In response, Malcolm Turnbull, the prime minister, communicated with Mr Musk and appeared to turn from pro-coal sceptic into battery believer. On March 14th Jay Weatherill, the premier of South Australia, went further. Declaring that the national electricity market was “broken”, he said the state would launch its own A$550m ($415m) plan to build a 100MW battery system, as well as a gas-fired power station, with public funds. Mr Musk may have got what he wanted. He is “good at bringing nerdy subjects to a broad audience”, says Julia Attwood of Bloomberg New Energy Finance.
Are batteries now cheap enough to be a cost-effective way of solving energy crises like that in southern Australia, brought on since July by storms, heatwaves, the intermittency of solar and wind power and the closure of coal- and gas-fired power stations? The answer, says Michael Ottaviano of Carnegie Clean Energy, which is hoping to sell its own grid-scale battery systems to the state, is “no”—especially under current market structures.
True, battery prices have plummeted and Mr Musk’s price, of about $250 per kilowatt hour (kWh), is relatively cheap.
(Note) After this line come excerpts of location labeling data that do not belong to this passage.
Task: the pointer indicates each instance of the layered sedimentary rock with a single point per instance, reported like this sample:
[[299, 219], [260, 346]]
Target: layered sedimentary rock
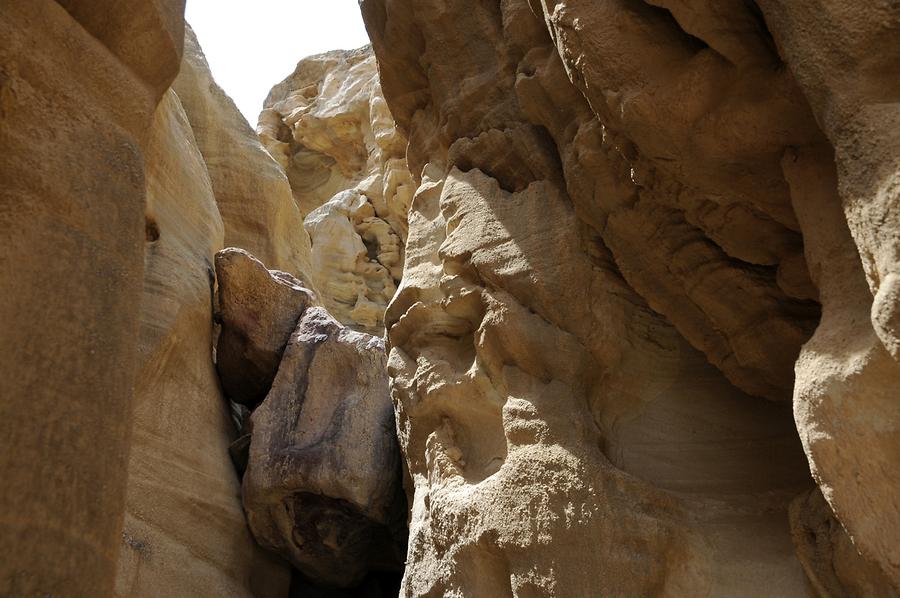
[[323, 476], [258, 311], [329, 127], [628, 223], [79, 85], [184, 531]]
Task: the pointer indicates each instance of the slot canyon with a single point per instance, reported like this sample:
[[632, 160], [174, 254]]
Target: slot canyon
[[531, 298]]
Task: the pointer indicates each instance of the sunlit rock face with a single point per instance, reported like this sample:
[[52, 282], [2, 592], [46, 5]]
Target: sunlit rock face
[[79, 86], [184, 532], [641, 234], [329, 127]]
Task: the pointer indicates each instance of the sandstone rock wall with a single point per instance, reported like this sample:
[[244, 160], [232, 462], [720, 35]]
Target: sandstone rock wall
[[628, 223], [79, 85], [329, 127]]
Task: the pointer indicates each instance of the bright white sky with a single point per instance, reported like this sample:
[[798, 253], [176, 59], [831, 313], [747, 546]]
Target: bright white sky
[[253, 44]]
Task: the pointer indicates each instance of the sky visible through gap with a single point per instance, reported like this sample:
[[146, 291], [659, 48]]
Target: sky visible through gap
[[251, 45]]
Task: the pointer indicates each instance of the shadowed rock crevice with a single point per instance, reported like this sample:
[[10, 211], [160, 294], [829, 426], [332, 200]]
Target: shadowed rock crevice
[[318, 453]]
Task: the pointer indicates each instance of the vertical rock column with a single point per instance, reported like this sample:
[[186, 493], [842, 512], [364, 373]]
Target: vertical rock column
[[79, 83]]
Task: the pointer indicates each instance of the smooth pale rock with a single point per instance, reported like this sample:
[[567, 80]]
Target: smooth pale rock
[[258, 309], [322, 486], [79, 84], [329, 127], [185, 533], [252, 192]]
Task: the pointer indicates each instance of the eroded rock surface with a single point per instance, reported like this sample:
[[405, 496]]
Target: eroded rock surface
[[628, 224], [329, 127], [79, 86], [258, 310], [322, 485], [184, 532], [252, 192]]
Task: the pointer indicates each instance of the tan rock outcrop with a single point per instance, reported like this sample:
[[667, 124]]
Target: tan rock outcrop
[[322, 485], [252, 192], [628, 223], [79, 85], [329, 127], [184, 533]]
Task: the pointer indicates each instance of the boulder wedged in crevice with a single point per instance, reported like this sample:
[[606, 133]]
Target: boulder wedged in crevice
[[322, 480], [318, 452]]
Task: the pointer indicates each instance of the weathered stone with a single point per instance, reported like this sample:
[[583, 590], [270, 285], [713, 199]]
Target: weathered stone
[[625, 225], [328, 125], [258, 310], [185, 532], [79, 85], [252, 192], [323, 479]]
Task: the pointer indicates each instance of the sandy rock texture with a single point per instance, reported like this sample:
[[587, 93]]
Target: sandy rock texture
[[79, 85], [258, 310], [322, 485], [329, 127], [185, 533], [644, 230], [252, 192]]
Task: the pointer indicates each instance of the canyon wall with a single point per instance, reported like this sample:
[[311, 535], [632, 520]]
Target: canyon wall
[[613, 293], [329, 127], [641, 235]]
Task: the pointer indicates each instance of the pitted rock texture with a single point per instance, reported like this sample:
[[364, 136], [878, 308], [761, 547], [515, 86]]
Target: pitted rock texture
[[329, 127], [258, 310], [628, 235]]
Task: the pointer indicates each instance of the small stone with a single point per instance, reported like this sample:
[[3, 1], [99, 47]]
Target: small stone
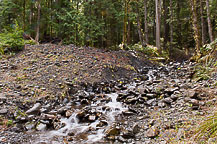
[[150, 96], [168, 100], [35, 109], [3, 111], [41, 127], [92, 118], [3, 97], [152, 132], [194, 102], [136, 128], [112, 131]]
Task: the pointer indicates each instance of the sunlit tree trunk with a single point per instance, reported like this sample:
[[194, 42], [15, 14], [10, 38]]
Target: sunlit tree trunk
[[157, 5], [202, 23], [146, 22], [24, 14], [195, 27], [166, 26], [171, 24], [209, 21], [38, 21], [141, 39]]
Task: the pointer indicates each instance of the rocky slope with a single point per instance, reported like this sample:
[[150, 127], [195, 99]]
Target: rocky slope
[[66, 94]]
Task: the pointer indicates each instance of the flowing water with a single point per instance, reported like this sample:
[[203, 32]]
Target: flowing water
[[91, 130]]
But the total cost (including building the plant, for example) would be about $500 per kWh to hook the batteries up to the grid. A 100MWh facility would cost $50m. Only when power prices reach stratospheric levels would that investment make sense for a utility. That’s why the government of South Australia is having to stump up instead. Eventually, practitioners hope that changes to the power market will make battery storage viable without public funding. “This is a short-term Band-Aid until the regulatory process catches up,” Mr Ottaviano says.